Omicidio volontario commesso sulla persona di un neonato. In senso stretto
è l'uccisione intenzionale di un neonato fatta dalla madre o da un membro
della famiglia per salvarne l'onore. • St. - In Grecia dovevano essere
necessariamente uccisi i neonati deformi (Sparta) oppure il padre disponeva con
potere assoluto della propria creatura (Atene). A Roma la madre che uccideva il
proprio nato era considerata come rea di omicidio e punita secondo la Legge
Cornelia; il padre invece, in virtù della
patria potestas, poteva
impunemente uccidere i propri figli.
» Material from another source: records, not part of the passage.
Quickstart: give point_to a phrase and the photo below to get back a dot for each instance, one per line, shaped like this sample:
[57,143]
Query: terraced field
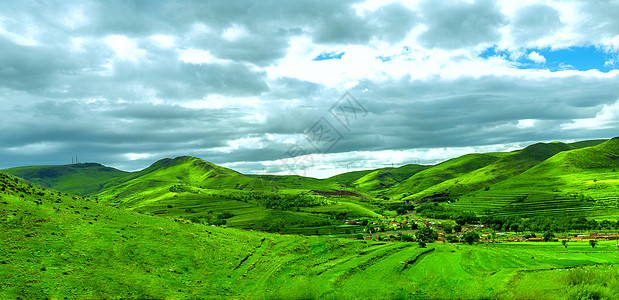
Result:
[56,245]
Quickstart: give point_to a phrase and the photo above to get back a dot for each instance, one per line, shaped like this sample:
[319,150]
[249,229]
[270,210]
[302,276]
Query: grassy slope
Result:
[501,169]
[79,179]
[559,185]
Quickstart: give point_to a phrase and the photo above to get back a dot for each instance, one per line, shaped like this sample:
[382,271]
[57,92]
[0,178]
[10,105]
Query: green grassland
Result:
[576,179]
[580,182]
[55,246]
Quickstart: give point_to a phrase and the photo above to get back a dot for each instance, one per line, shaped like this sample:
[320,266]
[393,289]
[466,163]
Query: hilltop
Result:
[574,179]
[56,245]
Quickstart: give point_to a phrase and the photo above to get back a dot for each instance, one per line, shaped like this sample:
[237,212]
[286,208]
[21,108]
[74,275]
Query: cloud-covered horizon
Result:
[244,84]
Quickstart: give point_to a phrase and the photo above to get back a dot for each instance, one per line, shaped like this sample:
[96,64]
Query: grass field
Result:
[55,246]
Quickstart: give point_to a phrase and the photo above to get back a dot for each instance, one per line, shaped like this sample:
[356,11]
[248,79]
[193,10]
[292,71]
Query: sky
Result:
[313,88]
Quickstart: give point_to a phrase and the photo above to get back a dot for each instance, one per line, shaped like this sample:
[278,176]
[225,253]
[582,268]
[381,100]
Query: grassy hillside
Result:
[439,173]
[376,180]
[577,182]
[501,169]
[544,178]
[79,179]
[56,246]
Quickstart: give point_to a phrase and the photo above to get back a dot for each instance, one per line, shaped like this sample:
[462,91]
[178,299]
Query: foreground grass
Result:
[56,246]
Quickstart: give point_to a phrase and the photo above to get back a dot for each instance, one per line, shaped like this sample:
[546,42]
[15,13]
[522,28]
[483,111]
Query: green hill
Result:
[378,179]
[506,167]
[80,179]
[439,173]
[544,177]
[59,246]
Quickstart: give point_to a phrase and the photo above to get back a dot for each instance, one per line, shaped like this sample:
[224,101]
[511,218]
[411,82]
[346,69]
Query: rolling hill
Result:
[546,177]
[58,246]
[577,182]
[503,168]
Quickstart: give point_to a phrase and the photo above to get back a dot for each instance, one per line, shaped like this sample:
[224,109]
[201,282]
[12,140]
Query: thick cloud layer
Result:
[125,83]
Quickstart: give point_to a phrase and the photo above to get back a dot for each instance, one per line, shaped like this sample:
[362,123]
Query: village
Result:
[450,232]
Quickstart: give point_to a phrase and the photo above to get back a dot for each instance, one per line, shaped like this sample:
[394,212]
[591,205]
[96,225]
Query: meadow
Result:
[187,229]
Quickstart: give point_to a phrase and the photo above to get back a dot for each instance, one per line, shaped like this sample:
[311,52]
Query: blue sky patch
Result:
[573,58]
[329,55]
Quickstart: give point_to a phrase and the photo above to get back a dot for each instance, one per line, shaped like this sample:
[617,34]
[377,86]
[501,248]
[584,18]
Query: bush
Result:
[426,234]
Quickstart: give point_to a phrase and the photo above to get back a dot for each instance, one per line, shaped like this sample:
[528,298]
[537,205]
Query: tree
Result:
[426,234]
[548,236]
[593,243]
[471,237]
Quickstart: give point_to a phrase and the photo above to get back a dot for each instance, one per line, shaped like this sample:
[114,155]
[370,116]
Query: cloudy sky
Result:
[307,87]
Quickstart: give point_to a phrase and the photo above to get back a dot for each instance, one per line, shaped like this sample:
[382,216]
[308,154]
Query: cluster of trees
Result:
[540,224]
[436,211]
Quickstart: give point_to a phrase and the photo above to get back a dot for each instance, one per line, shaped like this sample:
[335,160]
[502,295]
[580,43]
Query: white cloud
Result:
[137,156]
[196,56]
[164,41]
[124,47]
[526,123]
[607,117]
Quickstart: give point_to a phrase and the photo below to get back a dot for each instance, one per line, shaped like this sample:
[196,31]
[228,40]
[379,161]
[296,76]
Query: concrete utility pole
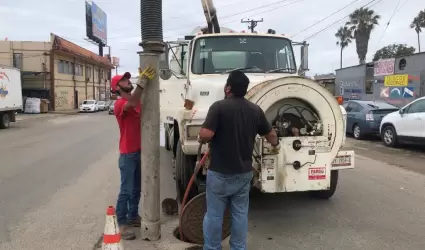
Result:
[252,23]
[153,45]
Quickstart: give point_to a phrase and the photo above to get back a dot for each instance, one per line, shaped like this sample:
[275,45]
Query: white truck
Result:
[10,95]
[308,161]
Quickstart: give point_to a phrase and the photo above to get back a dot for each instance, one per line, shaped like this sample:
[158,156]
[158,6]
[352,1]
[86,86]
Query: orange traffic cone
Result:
[111,235]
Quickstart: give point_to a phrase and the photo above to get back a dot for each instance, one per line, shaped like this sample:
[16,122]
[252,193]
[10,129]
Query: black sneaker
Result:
[126,233]
[136,222]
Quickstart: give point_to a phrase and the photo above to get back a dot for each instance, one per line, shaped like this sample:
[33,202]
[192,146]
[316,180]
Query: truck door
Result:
[171,98]
[413,120]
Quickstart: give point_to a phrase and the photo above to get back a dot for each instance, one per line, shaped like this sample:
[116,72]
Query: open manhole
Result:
[192,218]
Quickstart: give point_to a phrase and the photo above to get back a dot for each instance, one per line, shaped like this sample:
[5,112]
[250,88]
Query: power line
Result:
[325,18]
[258,13]
[238,13]
[252,23]
[389,20]
[332,24]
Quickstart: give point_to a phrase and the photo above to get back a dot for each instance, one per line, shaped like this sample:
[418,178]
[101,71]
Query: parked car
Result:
[364,117]
[108,103]
[101,105]
[89,106]
[406,126]
[111,108]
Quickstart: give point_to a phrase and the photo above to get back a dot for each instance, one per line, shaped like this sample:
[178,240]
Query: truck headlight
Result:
[192,132]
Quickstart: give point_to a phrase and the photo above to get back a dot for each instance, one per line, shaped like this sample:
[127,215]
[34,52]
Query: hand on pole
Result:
[275,149]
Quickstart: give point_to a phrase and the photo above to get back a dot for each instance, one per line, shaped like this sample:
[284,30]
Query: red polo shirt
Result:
[129,124]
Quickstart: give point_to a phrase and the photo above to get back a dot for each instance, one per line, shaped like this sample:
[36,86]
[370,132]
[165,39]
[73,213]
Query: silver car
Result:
[101,105]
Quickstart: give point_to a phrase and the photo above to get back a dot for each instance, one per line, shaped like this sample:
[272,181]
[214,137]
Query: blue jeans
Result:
[129,196]
[226,190]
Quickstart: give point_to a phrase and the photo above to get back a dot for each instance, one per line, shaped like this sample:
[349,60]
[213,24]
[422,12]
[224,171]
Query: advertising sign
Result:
[99,23]
[115,61]
[384,67]
[396,80]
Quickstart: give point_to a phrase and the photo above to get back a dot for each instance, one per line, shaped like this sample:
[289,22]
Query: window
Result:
[369,86]
[417,107]
[61,66]
[89,72]
[71,68]
[214,55]
[17,60]
[66,68]
[285,59]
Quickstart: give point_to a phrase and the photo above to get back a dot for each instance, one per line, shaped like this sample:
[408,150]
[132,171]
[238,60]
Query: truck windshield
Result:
[252,54]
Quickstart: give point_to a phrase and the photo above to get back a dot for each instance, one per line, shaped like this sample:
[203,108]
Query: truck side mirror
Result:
[164,65]
[304,57]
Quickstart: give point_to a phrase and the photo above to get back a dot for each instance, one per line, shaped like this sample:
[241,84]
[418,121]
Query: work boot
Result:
[135,222]
[126,233]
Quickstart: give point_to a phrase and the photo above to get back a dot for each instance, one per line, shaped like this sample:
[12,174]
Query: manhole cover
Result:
[192,218]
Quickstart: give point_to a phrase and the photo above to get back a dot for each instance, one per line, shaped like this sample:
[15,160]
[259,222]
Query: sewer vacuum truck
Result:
[309,121]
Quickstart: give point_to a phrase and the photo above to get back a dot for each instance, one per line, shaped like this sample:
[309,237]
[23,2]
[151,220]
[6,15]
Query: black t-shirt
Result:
[236,122]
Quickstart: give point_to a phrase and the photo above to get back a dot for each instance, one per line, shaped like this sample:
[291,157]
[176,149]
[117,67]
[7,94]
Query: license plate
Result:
[342,161]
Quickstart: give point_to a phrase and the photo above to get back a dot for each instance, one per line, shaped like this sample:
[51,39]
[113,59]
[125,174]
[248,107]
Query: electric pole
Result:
[153,45]
[252,23]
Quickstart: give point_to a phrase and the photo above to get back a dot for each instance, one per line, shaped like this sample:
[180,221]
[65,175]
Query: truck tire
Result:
[4,120]
[389,136]
[326,194]
[185,165]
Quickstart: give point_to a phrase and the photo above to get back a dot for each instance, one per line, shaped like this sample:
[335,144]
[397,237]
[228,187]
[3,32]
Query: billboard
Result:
[96,23]
[384,67]
[115,61]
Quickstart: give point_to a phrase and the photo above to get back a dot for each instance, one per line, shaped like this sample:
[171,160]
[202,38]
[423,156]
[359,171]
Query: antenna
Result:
[252,23]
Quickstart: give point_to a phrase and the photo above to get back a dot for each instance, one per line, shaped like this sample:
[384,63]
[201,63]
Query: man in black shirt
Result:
[230,127]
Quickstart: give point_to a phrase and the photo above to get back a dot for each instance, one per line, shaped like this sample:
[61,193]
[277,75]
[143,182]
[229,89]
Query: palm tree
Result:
[362,22]
[418,23]
[344,36]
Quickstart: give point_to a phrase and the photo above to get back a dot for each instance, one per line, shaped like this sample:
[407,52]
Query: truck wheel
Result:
[389,136]
[357,132]
[326,194]
[4,121]
[185,165]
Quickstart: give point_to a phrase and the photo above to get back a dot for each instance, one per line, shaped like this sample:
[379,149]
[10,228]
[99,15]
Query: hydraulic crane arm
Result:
[211,16]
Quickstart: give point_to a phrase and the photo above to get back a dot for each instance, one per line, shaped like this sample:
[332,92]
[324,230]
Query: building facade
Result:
[397,80]
[58,70]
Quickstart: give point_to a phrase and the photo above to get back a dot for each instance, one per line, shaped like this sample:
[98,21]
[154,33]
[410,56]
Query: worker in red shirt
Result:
[127,112]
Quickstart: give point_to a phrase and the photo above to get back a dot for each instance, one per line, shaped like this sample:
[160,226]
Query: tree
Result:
[418,23]
[362,21]
[393,50]
[345,37]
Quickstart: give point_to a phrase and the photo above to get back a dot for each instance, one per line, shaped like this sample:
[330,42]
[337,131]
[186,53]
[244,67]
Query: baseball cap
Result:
[116,79]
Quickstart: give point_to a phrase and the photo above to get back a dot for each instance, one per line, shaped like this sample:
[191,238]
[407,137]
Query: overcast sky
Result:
[34,20]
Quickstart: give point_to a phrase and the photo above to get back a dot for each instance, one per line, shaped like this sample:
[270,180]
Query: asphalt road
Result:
[58,175]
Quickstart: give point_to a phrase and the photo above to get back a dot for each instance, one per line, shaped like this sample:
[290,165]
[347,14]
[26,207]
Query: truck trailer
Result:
[10,95]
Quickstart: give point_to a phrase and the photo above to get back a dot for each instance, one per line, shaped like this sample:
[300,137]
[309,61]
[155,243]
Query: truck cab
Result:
[200,69]
[308,160]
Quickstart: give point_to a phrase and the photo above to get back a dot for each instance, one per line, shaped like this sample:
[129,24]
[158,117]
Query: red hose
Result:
[189,186]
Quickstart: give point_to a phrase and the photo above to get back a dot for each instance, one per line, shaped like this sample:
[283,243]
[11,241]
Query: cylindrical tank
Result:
[271,95]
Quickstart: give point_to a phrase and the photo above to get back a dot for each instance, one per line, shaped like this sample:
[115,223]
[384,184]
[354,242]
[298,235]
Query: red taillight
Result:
[340,100]
[188,104]
[369,116]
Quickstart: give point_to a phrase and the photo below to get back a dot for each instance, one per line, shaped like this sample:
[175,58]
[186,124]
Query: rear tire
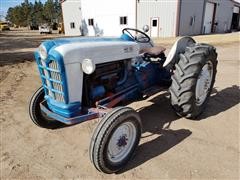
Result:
[190,89]
[115,139]
[37,116]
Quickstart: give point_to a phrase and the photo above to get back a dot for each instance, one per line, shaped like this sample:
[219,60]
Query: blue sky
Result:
[5,4]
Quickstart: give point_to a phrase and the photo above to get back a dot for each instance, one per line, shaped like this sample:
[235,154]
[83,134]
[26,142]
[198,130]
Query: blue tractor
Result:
[88,78]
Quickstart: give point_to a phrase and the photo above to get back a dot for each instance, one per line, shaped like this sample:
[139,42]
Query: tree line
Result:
[34,14]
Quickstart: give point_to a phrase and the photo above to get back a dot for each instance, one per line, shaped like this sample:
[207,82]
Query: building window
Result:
[90,22]
[72,25]
[154,23]
[123,20]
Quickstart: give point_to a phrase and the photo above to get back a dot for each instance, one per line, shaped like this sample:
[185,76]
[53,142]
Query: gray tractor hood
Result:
[99,50]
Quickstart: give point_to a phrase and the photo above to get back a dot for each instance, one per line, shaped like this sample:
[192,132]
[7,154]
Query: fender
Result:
[178,47]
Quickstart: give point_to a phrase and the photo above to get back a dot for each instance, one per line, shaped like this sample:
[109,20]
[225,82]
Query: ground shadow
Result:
[157,118]
[221,101]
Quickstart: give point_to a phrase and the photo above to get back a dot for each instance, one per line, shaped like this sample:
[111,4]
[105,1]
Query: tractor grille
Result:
[52,80]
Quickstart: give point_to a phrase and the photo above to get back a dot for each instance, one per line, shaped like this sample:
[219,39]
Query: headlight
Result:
[42,52]
[88,66]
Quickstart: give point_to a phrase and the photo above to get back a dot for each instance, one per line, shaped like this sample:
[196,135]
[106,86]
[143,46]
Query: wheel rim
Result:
[121,142]
[204,83]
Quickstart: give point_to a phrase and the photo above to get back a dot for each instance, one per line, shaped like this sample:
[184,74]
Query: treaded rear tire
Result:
[37,116]
[103,133]
[184,79]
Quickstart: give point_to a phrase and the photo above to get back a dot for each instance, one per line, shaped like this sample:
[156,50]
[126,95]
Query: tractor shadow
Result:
[157,118]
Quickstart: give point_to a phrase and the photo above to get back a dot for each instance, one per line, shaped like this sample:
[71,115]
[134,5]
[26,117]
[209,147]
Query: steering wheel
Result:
[143,38]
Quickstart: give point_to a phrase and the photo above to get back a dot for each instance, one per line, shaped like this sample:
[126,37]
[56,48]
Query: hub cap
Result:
[121,142]
[203,83]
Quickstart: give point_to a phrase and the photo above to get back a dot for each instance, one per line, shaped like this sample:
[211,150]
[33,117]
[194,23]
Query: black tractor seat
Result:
[153,51]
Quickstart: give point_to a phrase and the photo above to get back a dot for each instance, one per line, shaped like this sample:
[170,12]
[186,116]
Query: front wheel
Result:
[115,139]
[193,80]
[37,116]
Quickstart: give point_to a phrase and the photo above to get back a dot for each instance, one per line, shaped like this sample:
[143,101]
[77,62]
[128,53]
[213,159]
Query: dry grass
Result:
[215,39]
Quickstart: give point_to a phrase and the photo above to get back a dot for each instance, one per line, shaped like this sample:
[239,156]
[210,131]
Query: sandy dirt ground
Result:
[170,147]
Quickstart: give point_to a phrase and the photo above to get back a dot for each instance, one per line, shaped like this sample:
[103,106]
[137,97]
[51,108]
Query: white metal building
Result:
[165,18]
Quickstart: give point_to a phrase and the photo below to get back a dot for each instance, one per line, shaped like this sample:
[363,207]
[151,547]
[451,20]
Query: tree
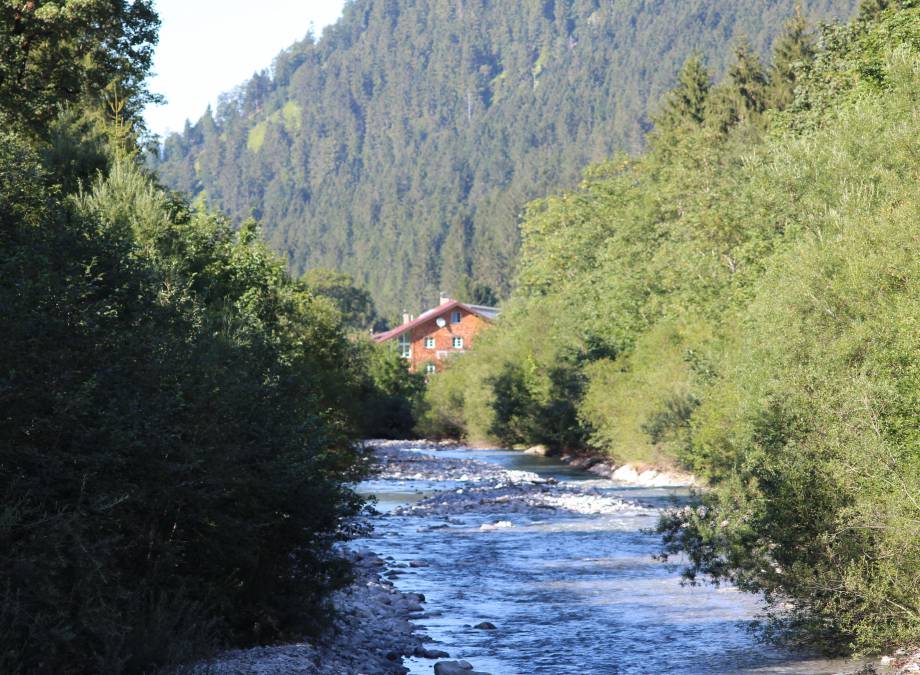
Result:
[742,96]
[60,53]
[686,103]
[355,304]
[794,50]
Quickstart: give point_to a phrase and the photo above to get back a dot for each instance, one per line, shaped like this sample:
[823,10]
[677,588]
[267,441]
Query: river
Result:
[562,563]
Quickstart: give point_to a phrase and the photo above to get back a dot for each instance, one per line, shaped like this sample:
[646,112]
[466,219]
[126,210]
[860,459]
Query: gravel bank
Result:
[372,635]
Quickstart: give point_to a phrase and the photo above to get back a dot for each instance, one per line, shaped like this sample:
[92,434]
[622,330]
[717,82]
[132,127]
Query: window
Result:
[405,347]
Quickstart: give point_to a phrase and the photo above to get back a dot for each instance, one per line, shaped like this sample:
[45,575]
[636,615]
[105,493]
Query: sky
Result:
[208,47]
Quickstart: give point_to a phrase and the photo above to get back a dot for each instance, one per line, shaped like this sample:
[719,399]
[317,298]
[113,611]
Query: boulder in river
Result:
[455,668]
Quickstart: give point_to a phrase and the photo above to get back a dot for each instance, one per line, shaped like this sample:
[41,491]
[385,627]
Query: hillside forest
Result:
[742,300]
[401,146]
[732,288]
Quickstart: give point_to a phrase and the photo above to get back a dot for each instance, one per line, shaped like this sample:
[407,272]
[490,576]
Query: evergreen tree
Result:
[686,103]
[743,95]
[794,50]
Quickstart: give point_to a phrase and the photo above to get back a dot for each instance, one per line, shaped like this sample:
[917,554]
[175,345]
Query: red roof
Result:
[487,313]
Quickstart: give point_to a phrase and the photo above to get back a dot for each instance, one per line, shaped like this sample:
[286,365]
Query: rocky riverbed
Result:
[500,562]
[373,633]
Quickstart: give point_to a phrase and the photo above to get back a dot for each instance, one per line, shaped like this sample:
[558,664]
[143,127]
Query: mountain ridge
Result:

Il cristianesimo condannò
severamente sin dai suoi inizi l'
i.: con estrema violenza vi si opposero
gli apologeti, accusando spietatamente di tale pratica i pagani. Nel Medioevo e
anche più tardi l'
i. era punito ordinariamente con la morte come
omicidio qualificato: ma a volte, tenendo conto delle speciali condizioni
psicologiche della madre, specialmente nei casi di filiazione adulterina, la
pena di morte era commutata nella relegazione a vita in un convento. Tale
delitto, previsto dall'art. 578 cod. pen., ha subito modifiche dalla legge 442
del 5 agosto 1981 che ha sostituito l'
i. per motivi d'onore con quello
per condizioni di abbandono materiale e morale. La madre viene così
punita con la reclusione da 4 a 12 anni, coloro che partecipano al reato a un
minimo di 21 anni, con possibilità di riduzione di un terzo della pena se
l'azione è solo a scopo di favorire la madre.